RELAÇÕES AFETIVAS E VALORES CAPITALISTAS



RELAÇÕES AFETIVAS E VALORES CAPITALISTAS


Mateus Vieira Orio

Doutorando em Sociologia pela Universidade Federal de Goiás (UFG), Mestre em Sociologia (UFG), Graduado em ciências sociais (UFG).


A amizade costuma ser caracterizada como uma relação afetuosa entre duas ou mais pessoas, que envolve um conjunto de afinidades, lealdade, altruísmo e práticas cotidianas conjuntas. Porém, na sociedade contemporânea (sociedade capitalista) a amizade (e as relações afetivas em geral) é também permeada por valores inautênticos, cobranças imperiosas, conflitos de lealdade, falsidade e egoísmo.

As relações afetivas se constituem a partir dos locais de convívio das pessoas: família, instituições de ensino, trabalho, etc. E estes locais não estão isolados da totalidade da sociedade. Então, por mais que alguns considerem que “o mundo do lado de fora” não interfere em suas relações familiares; ou que a amizade (entre outras relações) está acima de tudo; ou que os problemas no trabalho não interferem na relação afetiva entre colegas; todos estes ambientes estão imersos em um conjunto de relações sociais que possuem como determinações aspectos globais de sociabilidade.

Desta forma, muito das relações afetivas que são constituídas estão permeadas pelos valores dominantes na sociedade capitalista, como a competição e o individualismo. Isso porque contemporaneamente as pessoas precisam sobreviver a partir de um emprego, de uma atribuição da sociedade capitalista. E por mais que alguém diga não participar da sociedade capitalista, isto é uma ilusão. É possível se opor ao capitalismo, criticá-lo e lutar contra este tipo de sociedade que nos assola, porém não é possível estar fora disso.

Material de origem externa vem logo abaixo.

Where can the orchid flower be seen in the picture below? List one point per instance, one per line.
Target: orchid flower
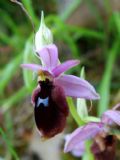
(100, 132)
(49, 98)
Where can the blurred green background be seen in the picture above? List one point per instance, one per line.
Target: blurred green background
(88, 30)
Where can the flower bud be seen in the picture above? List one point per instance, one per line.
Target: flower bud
(43, 36)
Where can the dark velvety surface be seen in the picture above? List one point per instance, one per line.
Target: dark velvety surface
(109, 152)
(51, 109)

Tomemos um exemplo para melhor ilustrar esta argumentação: o consumo. O consumo é apenas um elemento da sociabilidade capitalista, elemento este que não existe sem a sua devida produção. Neste sentido, deixar de beber coca cola ou, em geral, de comprar produtos de grandes companhias capitalistas, não significa romper com o capitalismo, mas apenas com uma ou outra empresa, o que não impossibilita a ruptura com o conjunto de empresas que produzem bens a partir da exploração do trabalho nos moldes capitalistas. Do mesmo modo, viver “de doações” ou viver de forma “rústica”, em contato com a natureza, etc. não constitui ruptura com o modo de produção capitalista, mas simplesmente indica o afastamento individual de um ou outro elemento deste modo de produção que, por sua vez, é social, não individual. Não constitui, portanto, ruptura com o capitalismo, pois o mesmo continua existindo e sendo determinante em inúmeras relações, podendo incluir até mesmo as relações que permitem que um indivíduo viva “de doações” ou que outro deixe de consumir carne Friboi, pois isso só é possível graças à existência de outros indivíduos que possuem condições de fazer doações e de outros produtores de carne, nestes exemplos.

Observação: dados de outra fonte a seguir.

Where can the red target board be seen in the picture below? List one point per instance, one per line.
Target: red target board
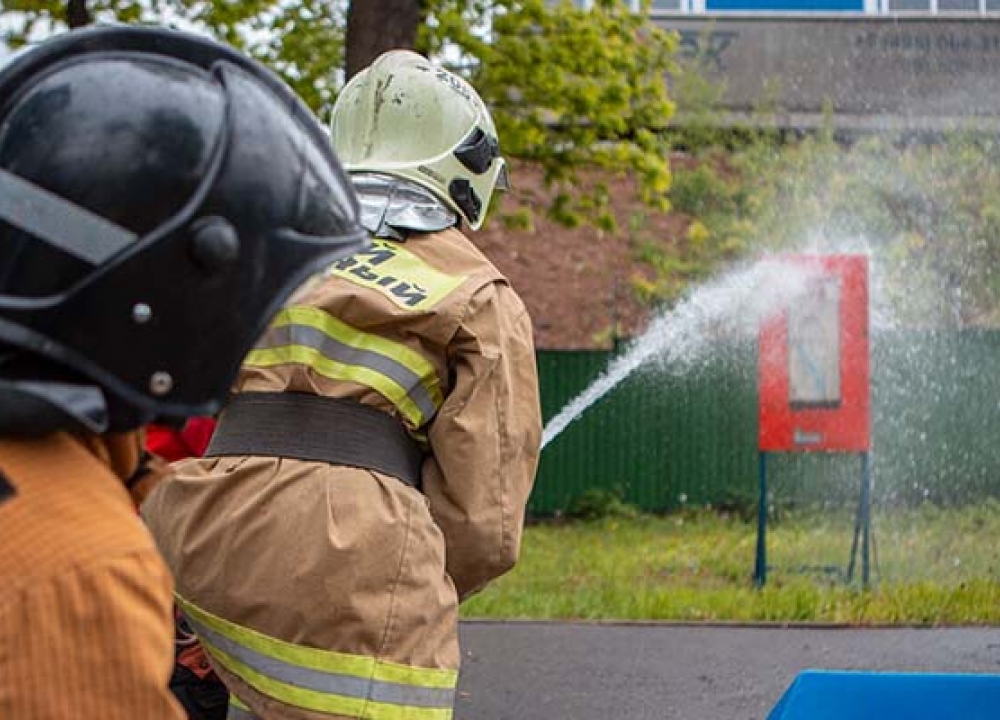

Portanto, viver na sociedade contemporânea implica em viver na sociedade capitalista, que traz consigo uma forma de socialização que inculca determinados valores. Desta forma, na constituição de relações afetivas, no trabalho, por exemplo, o elemento da competição pode ter prevalência em relação a lealdade, altruísmo, etc. E, por isso, muitos indivíduos acabam buscando se relacionar com outros por interesse, ou seja, almejando subir de cargo, obter informações úteis para se sobressair, e também como forma de descobrir fragilidades que possam prejudicar o outro.

Assim também, nas escolas e universidades um “colega” pode se aliar a outro para obter boas notas, melhorar sua relação com o professor ou conseguir contatos e indicações futuras, bem como pode bajular determinados indivíduos para obter sucesso profissional e aceitação. E, desta forma, atitudes egoístas e individualistas passam a mediar relações em que um indivíduo deseja sobrepujar os demais: ser mais prestigiado, ganhar mais presentes ou elogios, ganhar uma vaga de emprego/ estágio, etc. E estes tipos de relação se desenvolvem não só nas relações de trabalho/ estudos, como também nas relações afetivas em geral, como quando uma pessoa deseja ser “mais amiga” de outra ou ser a “melhor amiga”, ou nos relacionamentos amorosos quando uma pessoa “concorre” pelo amor de outra.

Por fim, os valores dominantes na sociedade capitalista são transmitidos no processo pelo qual os indivíduos são formados para conviver em sociedade. Neste processo, com todas as dificuldades e obrigações que impõe, as pessoas acabam sendo levadas a reproduzir determinados tipos de valores, como o egoísmo e o individualismo, que não correspondem à constituição de relações sociais autênticas, fundamentadas no ser humano como valor fundamental, ou seja, relações sociais baseadas na solidariedade e na busca da realização das potencialidades humanas.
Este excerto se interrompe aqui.